BRIEF DESCRIPTION OF THE DRAWINGS
[0026] Various features and advantages of the present disclosure
will become more apparent by describing in detail several
embodiments thereof with reference to the attached drawings, in
which:
[0027] FIG. 1 is a plan view showing a printing operation of a
conventional array type head;
[0028] FIG. 2 is a schematic drawing of an inkjet printer having an
array type head according to an embodiment of the present
disclosure;
[0029] FIG. 3 is a graph showing the temperature variation of an
inkjet printhead versus printing time after printing two pages of a
document with a conventional natural cooling method;
[0030] FIG. 4 is a graph showing the temperature variation of an
inkjet printhead versus printing time after printing two pages of a
document in a conventional spitting method; and
[0031] FIG. 5 is a graph showing the temperature variation of an
inkjet printhead according to printing time using ink circulation
according to an embodiment of the present disclosure.

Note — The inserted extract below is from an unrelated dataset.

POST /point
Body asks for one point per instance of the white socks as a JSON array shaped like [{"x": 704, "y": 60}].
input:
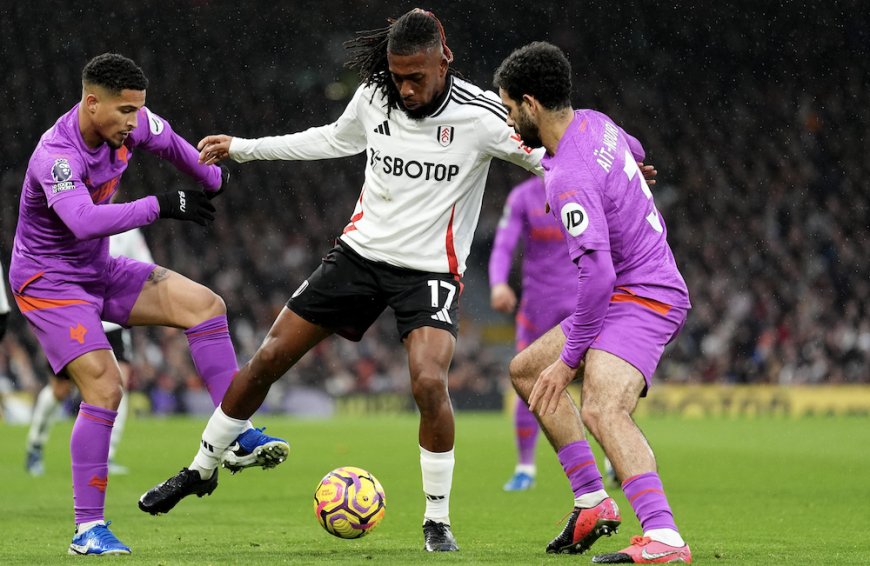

DETAILED DESCRIPTION OF SEVERAL EMBODIMENTS
[0032] The present disclosure is described below more fully with
reference to the accompanying drawings, in which several
embodiments of the present disclosure are shown. In the drawings,
the thicknesses of layers and regions are exaggerated for clarity,
and like reference numerals refer to the like elements. The various
embodiments of the present disclosure described below are provided
by way of example and can be modified in many different forms.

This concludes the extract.